Tannan Xiao

2papers

2 Papers

SYOct 25, 2021
Feasibility Study of Neural ODE and DAE Modules for Power System Dynamic Component Modeling

Tannan Xiao, Ying Chen, Shaowei Huang et al.

In the context of high penetration of renewables, the need to build dynamic models of power system components based on accessible measurement data has become urgent. To address this challenge, firstly, a neural ordinary differential equations (ODE) module and a neural differential-algebraic equations (DAE) module are proposed to form a data-driven modeling framework that accurately captures components' dynamic characteristics and flexibly adapts to various interface settings. Secondly, analytical models and data-driven models learned by the neural ODE and DAE modules are integrated together and simulated simultaneously using unified transient stability simulation methods. Finally, the neural ODE and DAE modules are implemented with Python and made public on GitHub. Using the portal measurements, three simple but representative cases of excitation controller modeling, photovoltaic power plant modeling, and equivalent load modeling of a regional power network are carried out in the IEEE-39 system and 2383wp system. Neural dynamic model-integrated simulations are compared with the original model-based ones to verify the feasibility and potentiality of the proposed neural ODE and DAE modules.

SYOct 3, 2021
Exploration of Artificial Intelligence-oriented Power System Dynamic Simulators

Tannan Xiao, Ying Chen, Jianquan Wang et al.
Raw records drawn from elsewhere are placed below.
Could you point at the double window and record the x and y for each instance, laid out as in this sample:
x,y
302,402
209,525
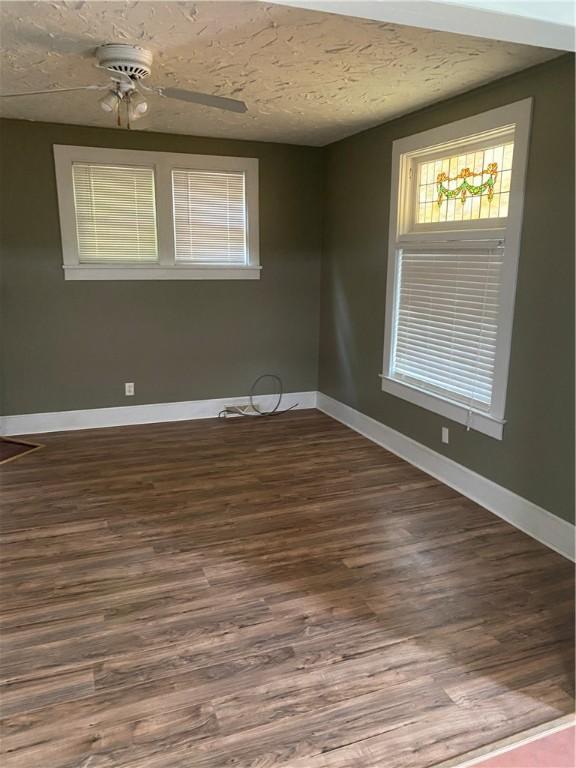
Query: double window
x,y
129,215
455,222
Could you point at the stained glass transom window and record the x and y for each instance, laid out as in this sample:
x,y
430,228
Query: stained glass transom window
x,y
466,187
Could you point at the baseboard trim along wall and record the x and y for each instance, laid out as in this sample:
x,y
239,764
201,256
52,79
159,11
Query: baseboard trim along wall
x,y
60,421
533,520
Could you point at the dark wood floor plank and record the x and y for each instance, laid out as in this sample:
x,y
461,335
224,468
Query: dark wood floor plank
x,y
265,592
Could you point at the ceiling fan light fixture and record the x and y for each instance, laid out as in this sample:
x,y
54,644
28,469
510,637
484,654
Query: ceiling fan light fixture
x,y
110,102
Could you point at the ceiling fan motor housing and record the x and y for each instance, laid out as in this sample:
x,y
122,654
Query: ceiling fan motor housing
x,y
132,60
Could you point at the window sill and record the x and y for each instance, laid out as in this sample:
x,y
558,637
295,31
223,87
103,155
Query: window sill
x,y
160,272
480,422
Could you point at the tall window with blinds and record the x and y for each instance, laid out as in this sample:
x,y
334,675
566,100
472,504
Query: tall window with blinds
x,y
138,215
209,216
454,243
447,323
115,210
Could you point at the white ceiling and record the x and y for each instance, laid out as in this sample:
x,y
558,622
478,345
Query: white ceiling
x,y
307,77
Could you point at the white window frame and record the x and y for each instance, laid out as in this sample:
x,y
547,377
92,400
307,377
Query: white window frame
x,y
163,162
486,233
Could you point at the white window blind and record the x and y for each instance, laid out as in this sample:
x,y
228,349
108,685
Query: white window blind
x,y
446,322
115,213
209,216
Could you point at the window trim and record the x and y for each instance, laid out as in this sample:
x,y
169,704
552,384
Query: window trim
x,y
163,162
402,234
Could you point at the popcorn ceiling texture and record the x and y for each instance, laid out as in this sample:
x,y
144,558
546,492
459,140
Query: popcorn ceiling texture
x,y
307,77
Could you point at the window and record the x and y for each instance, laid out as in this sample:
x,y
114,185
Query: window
x,y
131,215
455,224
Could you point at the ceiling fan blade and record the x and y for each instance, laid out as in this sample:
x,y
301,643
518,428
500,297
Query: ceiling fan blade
x,y
56,90
194,97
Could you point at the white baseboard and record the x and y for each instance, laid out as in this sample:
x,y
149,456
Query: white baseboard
x,y
523,514
537,522
59,421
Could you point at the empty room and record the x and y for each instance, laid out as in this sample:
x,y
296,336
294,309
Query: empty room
x,y
287,384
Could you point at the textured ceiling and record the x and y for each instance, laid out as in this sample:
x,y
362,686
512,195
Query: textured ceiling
x,y
307,77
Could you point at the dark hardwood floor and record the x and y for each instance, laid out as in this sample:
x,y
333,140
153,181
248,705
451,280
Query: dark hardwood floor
x,y
257,593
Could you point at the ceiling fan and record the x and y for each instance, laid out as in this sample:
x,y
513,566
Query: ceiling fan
x,y
129,65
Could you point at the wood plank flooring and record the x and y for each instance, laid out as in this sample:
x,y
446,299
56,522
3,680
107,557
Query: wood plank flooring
x,y
265,593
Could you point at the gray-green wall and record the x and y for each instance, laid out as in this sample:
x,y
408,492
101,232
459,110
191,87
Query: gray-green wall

With the rapid development of artificial intelligence (AI), it is foreseeable that the accuracy and efficiency of dynamic analysis for future power system will be greatly improved by the integration of dynamic simulators and AI. To explore the interaction mechanism of power system dynamic simulations and AI, a general design of an AI-oriented power system dynamic simulator is proposed, which consists of a high-performance simulator with neural network supportability and flexible external and internal application programming interfaces (APIs). With the support of APIs, simulation-assisted AI and AI-assisted simulation form a comprehensive interaction mechanism between power system dynamic simulations and AI. A prototype of this design is implemented and made public based on a highly efficient electromechanical simulator. Tests of this prototype are carried out under four scenarios including sample generation, AI-based stability prediction, data-driven dynamic component modeling, and AI-aided stability control, which prove the validity, flexibility, and efficiency of the design and implementation of the AI-oriented power system dynamic simulator.